In democracies, citizens have a way to petition for grievances, but North Carolina’s leadership is not interested in that. Start with the General Assembly’s 2015 law which eliminated local control over monuments. Is that democracy? People who are gerrymandered out of power have lost control of local issues. Everything that happens in North Carolina must be approved by two Republican legislative leaders from small towns in secret meetings with other Republicans.

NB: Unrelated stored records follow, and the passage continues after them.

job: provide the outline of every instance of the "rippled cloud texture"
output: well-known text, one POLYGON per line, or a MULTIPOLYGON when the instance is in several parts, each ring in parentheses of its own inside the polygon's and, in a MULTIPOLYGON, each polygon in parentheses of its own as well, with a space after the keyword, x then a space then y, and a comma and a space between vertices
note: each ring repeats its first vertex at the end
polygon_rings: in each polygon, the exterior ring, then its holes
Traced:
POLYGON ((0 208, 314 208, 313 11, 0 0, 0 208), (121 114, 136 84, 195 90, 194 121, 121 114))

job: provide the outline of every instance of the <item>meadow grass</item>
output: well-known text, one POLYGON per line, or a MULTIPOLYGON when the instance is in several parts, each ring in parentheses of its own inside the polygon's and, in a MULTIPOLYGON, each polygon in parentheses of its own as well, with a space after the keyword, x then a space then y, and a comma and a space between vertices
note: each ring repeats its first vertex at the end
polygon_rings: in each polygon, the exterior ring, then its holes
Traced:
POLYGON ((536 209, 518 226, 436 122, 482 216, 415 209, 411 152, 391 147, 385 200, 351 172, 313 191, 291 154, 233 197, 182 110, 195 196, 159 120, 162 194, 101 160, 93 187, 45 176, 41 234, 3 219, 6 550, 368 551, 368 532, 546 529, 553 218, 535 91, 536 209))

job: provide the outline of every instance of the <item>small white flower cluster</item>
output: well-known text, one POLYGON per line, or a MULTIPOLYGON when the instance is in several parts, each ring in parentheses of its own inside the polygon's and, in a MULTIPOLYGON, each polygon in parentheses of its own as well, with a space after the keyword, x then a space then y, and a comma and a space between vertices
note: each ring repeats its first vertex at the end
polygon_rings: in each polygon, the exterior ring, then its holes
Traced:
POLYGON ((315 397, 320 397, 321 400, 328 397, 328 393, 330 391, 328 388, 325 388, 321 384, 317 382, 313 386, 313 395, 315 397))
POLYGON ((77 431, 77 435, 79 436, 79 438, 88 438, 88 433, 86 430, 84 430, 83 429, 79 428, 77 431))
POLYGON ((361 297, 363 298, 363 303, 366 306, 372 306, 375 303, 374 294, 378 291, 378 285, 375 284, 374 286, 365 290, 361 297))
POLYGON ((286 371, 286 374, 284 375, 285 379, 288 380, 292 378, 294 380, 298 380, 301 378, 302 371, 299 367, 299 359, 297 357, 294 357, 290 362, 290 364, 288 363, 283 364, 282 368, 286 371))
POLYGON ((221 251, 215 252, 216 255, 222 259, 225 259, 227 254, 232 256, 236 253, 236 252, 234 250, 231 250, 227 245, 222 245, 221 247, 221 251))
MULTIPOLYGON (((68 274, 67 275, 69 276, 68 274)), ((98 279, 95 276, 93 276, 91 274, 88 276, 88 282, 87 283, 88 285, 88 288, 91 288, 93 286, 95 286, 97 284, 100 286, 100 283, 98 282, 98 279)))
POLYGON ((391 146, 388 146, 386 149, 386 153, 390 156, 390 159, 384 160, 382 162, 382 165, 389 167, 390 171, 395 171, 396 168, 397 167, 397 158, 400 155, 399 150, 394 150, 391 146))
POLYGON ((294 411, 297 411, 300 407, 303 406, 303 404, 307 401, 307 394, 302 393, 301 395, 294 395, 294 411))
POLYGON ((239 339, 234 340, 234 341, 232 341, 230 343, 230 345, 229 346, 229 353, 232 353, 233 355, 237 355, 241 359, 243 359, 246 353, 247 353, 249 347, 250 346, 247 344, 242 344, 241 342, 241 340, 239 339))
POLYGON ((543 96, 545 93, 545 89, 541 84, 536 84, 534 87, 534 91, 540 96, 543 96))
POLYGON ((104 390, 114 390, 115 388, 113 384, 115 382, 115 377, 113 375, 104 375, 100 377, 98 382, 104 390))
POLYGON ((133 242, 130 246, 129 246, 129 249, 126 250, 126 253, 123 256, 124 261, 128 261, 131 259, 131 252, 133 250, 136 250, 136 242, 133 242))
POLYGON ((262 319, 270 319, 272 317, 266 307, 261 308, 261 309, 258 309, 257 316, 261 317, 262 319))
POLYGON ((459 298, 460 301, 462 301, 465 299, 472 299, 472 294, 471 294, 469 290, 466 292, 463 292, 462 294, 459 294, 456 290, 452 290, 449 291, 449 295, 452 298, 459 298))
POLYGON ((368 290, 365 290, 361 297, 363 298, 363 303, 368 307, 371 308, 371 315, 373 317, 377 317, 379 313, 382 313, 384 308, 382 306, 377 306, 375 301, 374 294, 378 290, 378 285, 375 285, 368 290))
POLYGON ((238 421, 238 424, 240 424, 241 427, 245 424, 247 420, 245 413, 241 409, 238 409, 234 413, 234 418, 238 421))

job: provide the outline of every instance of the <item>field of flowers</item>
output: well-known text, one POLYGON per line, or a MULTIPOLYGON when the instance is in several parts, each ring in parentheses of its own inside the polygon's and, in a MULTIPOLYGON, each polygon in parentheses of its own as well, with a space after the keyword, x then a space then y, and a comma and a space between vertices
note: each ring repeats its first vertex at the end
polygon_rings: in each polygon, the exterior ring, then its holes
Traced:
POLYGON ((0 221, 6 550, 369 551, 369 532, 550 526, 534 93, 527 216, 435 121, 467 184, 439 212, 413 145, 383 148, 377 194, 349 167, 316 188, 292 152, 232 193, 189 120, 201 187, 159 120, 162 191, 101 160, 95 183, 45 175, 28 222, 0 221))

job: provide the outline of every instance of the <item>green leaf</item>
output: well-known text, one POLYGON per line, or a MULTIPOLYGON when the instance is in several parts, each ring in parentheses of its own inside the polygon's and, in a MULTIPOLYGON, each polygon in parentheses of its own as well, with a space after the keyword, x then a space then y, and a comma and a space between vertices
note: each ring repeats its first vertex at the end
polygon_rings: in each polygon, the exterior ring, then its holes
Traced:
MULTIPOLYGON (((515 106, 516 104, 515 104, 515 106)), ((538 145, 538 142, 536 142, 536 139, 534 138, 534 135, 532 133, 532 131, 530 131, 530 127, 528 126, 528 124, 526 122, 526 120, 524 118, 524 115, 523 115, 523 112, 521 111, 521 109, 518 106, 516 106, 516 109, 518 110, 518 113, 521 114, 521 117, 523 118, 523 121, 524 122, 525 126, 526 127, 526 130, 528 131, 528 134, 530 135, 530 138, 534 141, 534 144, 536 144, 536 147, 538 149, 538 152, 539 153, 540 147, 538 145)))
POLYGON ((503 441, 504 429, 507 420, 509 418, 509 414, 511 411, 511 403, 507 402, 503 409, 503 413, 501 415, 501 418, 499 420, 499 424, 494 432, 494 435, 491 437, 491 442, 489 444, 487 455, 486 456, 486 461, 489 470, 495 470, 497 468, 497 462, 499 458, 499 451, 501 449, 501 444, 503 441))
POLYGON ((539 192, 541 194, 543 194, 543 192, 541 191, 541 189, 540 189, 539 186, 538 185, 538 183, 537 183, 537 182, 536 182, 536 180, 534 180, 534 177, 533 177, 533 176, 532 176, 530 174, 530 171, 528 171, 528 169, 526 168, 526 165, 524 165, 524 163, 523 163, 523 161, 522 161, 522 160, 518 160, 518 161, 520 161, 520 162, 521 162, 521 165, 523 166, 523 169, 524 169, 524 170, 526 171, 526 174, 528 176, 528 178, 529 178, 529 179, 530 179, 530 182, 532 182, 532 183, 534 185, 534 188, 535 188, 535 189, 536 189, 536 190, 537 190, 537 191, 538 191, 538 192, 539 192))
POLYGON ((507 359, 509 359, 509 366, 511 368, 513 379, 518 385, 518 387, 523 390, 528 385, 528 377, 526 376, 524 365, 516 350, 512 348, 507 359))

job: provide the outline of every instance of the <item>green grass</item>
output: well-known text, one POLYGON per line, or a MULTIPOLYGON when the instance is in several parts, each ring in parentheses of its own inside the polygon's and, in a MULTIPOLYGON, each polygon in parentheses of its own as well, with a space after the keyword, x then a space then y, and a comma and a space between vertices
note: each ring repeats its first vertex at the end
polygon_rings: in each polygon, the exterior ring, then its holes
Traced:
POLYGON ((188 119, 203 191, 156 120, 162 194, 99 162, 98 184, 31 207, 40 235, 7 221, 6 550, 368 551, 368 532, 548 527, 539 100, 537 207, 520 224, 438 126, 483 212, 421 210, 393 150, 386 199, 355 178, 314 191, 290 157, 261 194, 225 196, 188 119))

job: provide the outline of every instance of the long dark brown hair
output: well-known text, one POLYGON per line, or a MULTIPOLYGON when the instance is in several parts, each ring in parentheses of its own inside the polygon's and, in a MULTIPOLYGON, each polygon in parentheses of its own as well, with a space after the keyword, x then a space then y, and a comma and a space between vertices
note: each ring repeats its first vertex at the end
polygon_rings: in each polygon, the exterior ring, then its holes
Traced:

Republicans have managed to eliminate any group or person that threatens their power. And they know that their voters will be looking closely at the ignominious fall of Silent Sam and blaming their own problems on “mobs.”
Moral: when leaders ignore legitimate issues, they get civil unrest. N.C. leadership created this mess by pretending it was going away. They need to fix it. Start by listening.